A trajetória política de Cabo Verde fornece-nos também subsídios importantes para destacar as
ações afirmativas no que diz respeito às conquistas da mulher nos campos social, político e
jurídico.
Na Primeira República (de 1975 a 1990), a Organização das Mulheres de Cabo Verde (OMCV), criada em
1981 com base nos princípios políticos do PAICV e composta por mulheres que participaram no processo
de luta pela independência de Cabo Verde, contribuiu decisivamente com suas intervenções para que o
processo de igualdade se refletisse nas áreas da sobrevivência, saúde, educação, economia, informação e
formação. Hoje constitui uma organização não-governamental, que insiste na sensibilização da sociedade
crioula para que valorize o papel da mulher no processo de desenvolvimento.

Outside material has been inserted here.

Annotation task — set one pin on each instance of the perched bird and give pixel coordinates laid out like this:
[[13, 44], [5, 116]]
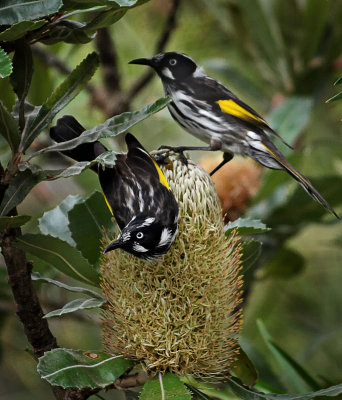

Na Segunda República, após a abertura política e realização das eleições pluripartidárias (1991) vencidas
pelo MPD (Movimento Para a Democracia), atribui-se à mulher maior protagonismo ao incrementar
políticas especialmente dirigidas a ela no III Plano Nacional de Desenvolvimento: maior integração das
mulheres no processo de modernização da agricultura; desenvolvimento do emprego feminino e das
cooperativas de mulheres; acesso ao crédito e criação de projetos de desenvolvimento para mulheres;
adaptação da escola às condições socioeconômicas das mães; desenvolvimento do ensino pré-escolar
como um direito da criança e forma de libertar as mães para o trabalho fora do lar; representação
equilibrada nos órgãos legislativos e de decisão.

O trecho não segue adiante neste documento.